Santa has already arrived in California for 2021, dressed as Governor Gavin Newsom, who is awash in new cash arising from much higher tax revenues than anticipated, plus bailout funds from the federal Santa Clauses in Washington, DC.

Newsom’s new budget proposal will be throwing dollars to most everyone and everything on the Democratic party’s wish list, including billions on expenditures that never came close to making the cut when resources were scarcer, largely because they were so far down any sensible priority list that they never were going to see the light of day.

However, as Newsom works hard to rebuild his image and try to fend off recall candidates, those pet projects have leap-frogged to the top of the list and are now getting substantial funding, ranging from spending billions more on California’s comically failed bullet train and paying traffic tickets for low-income violators to sending “no questions asked” checks to undocumented individuals and calling them tax rebates when, most likely, no taxes were paid by these individuals in the first place.

Newsom is calling this record $267 billion budget, which is 28 percent more than the pre-COVID 2019–20 budget a “historic, transformational budget.
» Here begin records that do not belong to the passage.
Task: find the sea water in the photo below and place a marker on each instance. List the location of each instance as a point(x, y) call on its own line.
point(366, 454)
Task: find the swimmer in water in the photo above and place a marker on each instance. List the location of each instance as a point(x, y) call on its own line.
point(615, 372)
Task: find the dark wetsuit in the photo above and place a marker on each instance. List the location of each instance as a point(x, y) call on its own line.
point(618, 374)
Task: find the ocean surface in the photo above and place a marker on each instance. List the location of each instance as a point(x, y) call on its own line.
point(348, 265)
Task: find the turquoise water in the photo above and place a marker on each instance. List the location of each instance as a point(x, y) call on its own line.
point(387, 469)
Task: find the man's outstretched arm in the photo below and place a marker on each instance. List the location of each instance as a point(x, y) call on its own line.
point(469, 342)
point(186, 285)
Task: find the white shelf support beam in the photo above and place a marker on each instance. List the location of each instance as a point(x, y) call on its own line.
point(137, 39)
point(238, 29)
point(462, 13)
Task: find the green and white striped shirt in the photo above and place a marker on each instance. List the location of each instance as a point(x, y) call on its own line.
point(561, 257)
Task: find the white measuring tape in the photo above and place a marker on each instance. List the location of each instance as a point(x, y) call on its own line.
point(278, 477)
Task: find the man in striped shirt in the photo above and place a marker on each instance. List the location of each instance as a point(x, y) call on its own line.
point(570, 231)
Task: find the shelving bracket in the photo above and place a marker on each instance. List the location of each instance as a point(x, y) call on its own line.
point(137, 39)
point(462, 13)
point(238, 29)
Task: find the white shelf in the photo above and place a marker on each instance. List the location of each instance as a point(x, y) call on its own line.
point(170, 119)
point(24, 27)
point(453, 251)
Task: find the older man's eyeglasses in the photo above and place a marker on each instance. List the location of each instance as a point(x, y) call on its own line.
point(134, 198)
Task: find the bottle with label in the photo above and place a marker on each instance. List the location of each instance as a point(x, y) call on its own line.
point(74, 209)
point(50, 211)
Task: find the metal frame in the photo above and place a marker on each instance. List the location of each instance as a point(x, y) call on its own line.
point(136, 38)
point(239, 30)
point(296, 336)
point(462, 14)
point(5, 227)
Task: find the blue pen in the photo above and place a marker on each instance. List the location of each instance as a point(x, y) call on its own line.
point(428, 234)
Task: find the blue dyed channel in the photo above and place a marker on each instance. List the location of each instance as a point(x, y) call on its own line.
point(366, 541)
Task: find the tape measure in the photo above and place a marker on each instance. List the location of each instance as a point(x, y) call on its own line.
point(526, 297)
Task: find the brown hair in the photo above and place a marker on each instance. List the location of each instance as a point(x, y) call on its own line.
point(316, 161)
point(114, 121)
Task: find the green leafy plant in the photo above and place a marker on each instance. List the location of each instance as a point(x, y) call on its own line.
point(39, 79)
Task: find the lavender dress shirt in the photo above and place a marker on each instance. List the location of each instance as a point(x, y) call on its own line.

This is not a budget that plays small ball. We’re not playing in the margins. We are not trying to fail more efficiently.”

Do you know what “efficient failure” means? I don’t, but no matter, this budget is destined to fail on a grand scale. Not small-ball failure. Really big, beach-ball failure.

Santa’s elves didn’t create this largesse. They can’t print money that fast. What was feared to be a $5 billion deficit by budget analysts last year turned into a $74 billion surplus, thanks to those vilified one-percenters who really stepped up and delivered for everyone else in the state by paying a ton of taxes last year, reflecting capital gains on the sale of stocks, homes, and other assets, all of which are taxed as ordinary income in California, with some paying a tax rate as high as 13.3 percent.   Add on another $26 billion from the feds, who also know a thing or two about how to blow out a budget, and this provides the $100-plus billion that Newsom refers to as helping fund “a transformational budget that doesn’t play small ball.”  Put another way, $100 billion is close to half of the GDP of Portugal.

Listening to Newsom’s speech, you would think that his proposal for doling out this $100 billion is entirely his. But it is far from that. Roughly half of the state surplus—around $38 billion—must be spent on public schools, used to pay off state debt, and deposited in the state’s reserve account.

This means the “largest historic investment in California schools in history” is, well, required by law. About $8 billion of the remainder will likely be returned to taxpayers by law. This reflects a 1979 state constitutional amendment that requires revenue to be returned whenever state government expenditures rise too fast.

But what is known as the “Gann Limit,” named after anti-tax advocate Paul Gann (Californians were indeed rebelling about excessive government spending more than 40 years ago), is now, ironically, being used by Newsom to his advantage. First off, most Californians have little if any idea about the Gann Limit, which means that returning billions in tax revenue might as well be Newsom’s personal idea. And what a great idea during the time of a recall election. 

Second, the Gann Limit has been interpreted for its 40-year-plus existence as broadly returning tax revenue to taxpayers. But those one-percenters who bailed us out won’t be getting any such checks from the Franchise Tax Board. Instead, checks will be sent to those making under $75,000 per year. Unconstitutional? Perhaps it is, because the law requires that the revenue be returned either via a change in tax rates or through fee schedules. We will have to wait and see if any lawsuits are filed over this.

It is hard to say that the recall has nothing to do with Newsom’s proposed budget, which includes many one-offs. His proposal is far above a sustainable budget trend and has been evaluated by the state’s nonpartisan Legislative Analyst’s Office (LAO) as “shortsighted and inadvisable.” And don’t think for a minute that the LAO isn’t politically sensitive to the wording of their pronouncements. I know of no statement from them regarding another governor that is more critical than this.

There is no doubt that for a governor facing recall, Newsom is in the right place at the right time. But to paraphrase Dr. Seuss, we are who we are, and Governor Newsom remains the governor who was elected on a platform to dramatically build housing and reduce homelessness, but who presided over an 8% decline in housing starts in his first year as governor—nearly 80% below his annual building goal—and who implemented business shutdowns among the nation’s most severe during COVID, while accomplishing a case rate that was only about average among the states.

These are some of the reasons why this budget will not significantly move the needle on any of California’s long-standing problems, nor will it prevent millions more Californians, nor thousands more businesses, from leaving. Not small-ball failure. Big, beach-ball failure.